Ну разумеется, а кому до меня вообще дело есть?
— И сколько вы будете меня в плену держать?..
— Пока пророчество не исполнится, — невозмутимо ответил князь. — Я такие вещи на самотёк пускать не собираюсь.
— Так ведь если есть пророчество, то никуда я не денусь. Сами же сказали… — тихо возразила я.
— Одно другому не противоречит. Пророчество исполнится, а я прослежу, только и всего. Не сможет наш мир без ворожбы, Маруся. Нужна она. Поэтому каналы связи между мирами нужно перекрыть любой ценой.
— Что я вам, пробка какая-то, чтоб дырки мною затыкать? — мой голос стал сердитым. — Сами-то вы что-то не особо себя в жертву принести торопитесь!
Князь хмыкнул.
— Если б мог, давно бы это сделал. Всё равно ни толку, ни смысла нет никакого и ни в чём.
Прозвучало это как-то… совсем страшно. Внутри всё сжалось даже не от самих слов, а от тона и выражения лица, с которыми они были произнесены. Ну не должен живой человек так говорить.
— Почему вы назвали эту реальность вторичной? Что это значит?
Возможно, вопрос был неуместен, но сейчас, когда мы сидели на полу лицом к лицу, мне казалось, что я не только слышу ответы князя, но и чувствую их душой. И ещё казалось, будто его откровенность легко спугнуть, а другая случится нескоро, если вообще случится.
— У меня недостаточно данных и возможностей, чтобы полноценно изучать этот вопрос. Волшбы в мире слишком мало, раньше мы могли в Навомирье легко ходить, а теперь это стало сложно. Я запретил такие переходы, потому что гарантий возвращения больше нет. Разве что Деду Морозу это удаётся, да и то лишь раз в год. Реальности, Маруся, они… возникают. В теории дело обстоит так: когда-то была реальность изначальная, и от неё ответвились другие. Сейчас я не могу с уверенностью утверждать, изначально ли Навомирье или нет, но по отношению к Явомирью оно первично.
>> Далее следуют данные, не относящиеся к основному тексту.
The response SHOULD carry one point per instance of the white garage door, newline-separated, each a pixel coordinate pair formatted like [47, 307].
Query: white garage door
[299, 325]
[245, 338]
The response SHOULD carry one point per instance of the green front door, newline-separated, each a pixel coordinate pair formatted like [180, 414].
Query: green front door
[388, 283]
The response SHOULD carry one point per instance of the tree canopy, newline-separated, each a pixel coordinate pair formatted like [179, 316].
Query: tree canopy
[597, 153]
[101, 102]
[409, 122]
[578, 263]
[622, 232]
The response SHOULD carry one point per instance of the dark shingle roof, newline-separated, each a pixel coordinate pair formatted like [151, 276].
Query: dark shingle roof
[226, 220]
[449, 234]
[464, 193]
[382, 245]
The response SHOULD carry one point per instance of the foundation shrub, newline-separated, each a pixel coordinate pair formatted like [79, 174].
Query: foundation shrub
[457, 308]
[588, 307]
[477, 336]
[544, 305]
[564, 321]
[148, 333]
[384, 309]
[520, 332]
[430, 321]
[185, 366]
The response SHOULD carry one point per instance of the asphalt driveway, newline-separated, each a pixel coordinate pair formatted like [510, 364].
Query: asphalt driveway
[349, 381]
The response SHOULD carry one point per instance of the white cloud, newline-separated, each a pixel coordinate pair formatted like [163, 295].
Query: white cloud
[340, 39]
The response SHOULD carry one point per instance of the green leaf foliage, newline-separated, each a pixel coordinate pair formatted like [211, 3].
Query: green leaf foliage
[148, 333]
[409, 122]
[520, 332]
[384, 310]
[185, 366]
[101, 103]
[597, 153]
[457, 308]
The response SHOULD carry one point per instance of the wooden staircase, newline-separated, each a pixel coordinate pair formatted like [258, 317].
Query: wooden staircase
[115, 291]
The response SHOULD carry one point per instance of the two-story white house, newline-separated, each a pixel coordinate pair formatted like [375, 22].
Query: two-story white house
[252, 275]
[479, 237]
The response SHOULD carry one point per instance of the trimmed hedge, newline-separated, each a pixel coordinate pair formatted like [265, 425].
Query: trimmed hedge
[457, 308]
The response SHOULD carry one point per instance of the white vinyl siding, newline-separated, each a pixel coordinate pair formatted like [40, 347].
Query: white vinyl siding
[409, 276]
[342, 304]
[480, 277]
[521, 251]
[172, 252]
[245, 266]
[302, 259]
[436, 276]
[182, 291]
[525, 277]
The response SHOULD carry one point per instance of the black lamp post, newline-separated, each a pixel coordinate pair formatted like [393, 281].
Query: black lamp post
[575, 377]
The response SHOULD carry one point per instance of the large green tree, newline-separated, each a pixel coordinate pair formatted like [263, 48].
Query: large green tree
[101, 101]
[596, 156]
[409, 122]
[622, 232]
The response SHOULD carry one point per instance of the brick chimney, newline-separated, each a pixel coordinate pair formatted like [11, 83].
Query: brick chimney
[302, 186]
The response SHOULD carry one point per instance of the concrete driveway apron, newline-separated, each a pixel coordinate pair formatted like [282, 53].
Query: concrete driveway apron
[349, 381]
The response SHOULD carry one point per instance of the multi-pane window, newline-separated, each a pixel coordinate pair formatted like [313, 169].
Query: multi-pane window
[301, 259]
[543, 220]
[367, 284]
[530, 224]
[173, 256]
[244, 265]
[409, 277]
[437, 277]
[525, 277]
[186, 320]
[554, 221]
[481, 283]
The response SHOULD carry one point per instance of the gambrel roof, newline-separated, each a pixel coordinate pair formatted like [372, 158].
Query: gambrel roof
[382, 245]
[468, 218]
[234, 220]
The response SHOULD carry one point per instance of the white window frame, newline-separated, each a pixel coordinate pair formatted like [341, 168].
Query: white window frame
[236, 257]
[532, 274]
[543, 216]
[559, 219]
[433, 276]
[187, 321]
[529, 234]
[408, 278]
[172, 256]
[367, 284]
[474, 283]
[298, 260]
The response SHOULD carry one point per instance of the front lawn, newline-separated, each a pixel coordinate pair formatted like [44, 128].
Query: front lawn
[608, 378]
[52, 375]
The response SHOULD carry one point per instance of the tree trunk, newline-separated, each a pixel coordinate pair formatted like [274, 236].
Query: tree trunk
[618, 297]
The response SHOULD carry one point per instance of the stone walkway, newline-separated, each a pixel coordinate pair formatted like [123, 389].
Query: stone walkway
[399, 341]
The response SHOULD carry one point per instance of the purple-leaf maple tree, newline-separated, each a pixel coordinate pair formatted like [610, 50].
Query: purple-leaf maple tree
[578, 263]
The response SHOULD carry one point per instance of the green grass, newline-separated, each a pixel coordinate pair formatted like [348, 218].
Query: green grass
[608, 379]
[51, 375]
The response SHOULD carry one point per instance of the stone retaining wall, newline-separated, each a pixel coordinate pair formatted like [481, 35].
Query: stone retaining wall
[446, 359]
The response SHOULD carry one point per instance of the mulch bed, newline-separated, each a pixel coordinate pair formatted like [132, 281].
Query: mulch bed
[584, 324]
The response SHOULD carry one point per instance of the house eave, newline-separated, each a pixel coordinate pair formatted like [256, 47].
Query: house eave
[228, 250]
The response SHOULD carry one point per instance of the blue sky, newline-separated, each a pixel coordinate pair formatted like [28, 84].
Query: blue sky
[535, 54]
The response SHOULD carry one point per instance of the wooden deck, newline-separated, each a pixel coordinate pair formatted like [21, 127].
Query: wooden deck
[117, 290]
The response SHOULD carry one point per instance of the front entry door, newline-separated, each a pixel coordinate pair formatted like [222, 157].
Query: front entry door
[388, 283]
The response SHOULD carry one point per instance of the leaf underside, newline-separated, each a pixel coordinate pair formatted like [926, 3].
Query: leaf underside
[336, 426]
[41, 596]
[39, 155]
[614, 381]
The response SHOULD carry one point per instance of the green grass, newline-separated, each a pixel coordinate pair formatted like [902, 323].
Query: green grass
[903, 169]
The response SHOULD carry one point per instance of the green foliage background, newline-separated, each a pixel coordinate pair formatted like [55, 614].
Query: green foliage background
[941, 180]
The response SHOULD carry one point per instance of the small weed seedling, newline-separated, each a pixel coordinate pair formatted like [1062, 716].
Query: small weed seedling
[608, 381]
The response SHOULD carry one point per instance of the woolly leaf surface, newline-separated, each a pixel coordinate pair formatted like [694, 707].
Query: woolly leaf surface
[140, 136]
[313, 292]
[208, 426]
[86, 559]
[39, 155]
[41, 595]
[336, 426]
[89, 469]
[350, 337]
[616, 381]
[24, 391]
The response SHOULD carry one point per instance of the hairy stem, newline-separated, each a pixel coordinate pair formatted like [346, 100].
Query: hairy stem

Когда-то Явомирье возникло в воображении людей и было подкреплено такой сильной верой, что за несколько веков сформировалась новая реальность. Это долгий процесс. Сначала новосформированная реальность полностью зависит от материнской. Она питается верой. А потом происходит интересное. В новой реальности начинают рождаться звери, люди и существа, для которых она — основная и единственная. Они в неё верят. Для них происходящее вокруг — настоящее, и сомнений на этот счёт не возникает. А дальше новый мир может существовать за счёт веры своих обитателей, подпитка от материнской, первичной реальности уже не нужна.
Я смотрела на князя, широко распахнув глаза. Не такие речи ожидаешь услышать от сказочного персонажа.
— Так в чём же проблема теперь? Если подпитка не нужна…
— В том, что наши реальности ещё связаны. И если раньше ваш мир питал наш верой, то сейчас наш мир питает ваш волшебством. Но, видимо, наш мир слишком мал, поэтому он быстро истощается. Связь необходимо обрубить, каналы между мирами — закрыть.
— И тогда в нашем мире исчезнут чудеса?
— А разве это принципиально изменит ваш мир? Разве они вам нужны? Вы всё заменили технологиями. Вам больше не нужны ни зелья, ни диковины. Вместо них вы создали лекарства и аппараты. Вам не нужны ковры-самолёты, вместо них вы придумали стальных птиц, что сами летают в воздухе.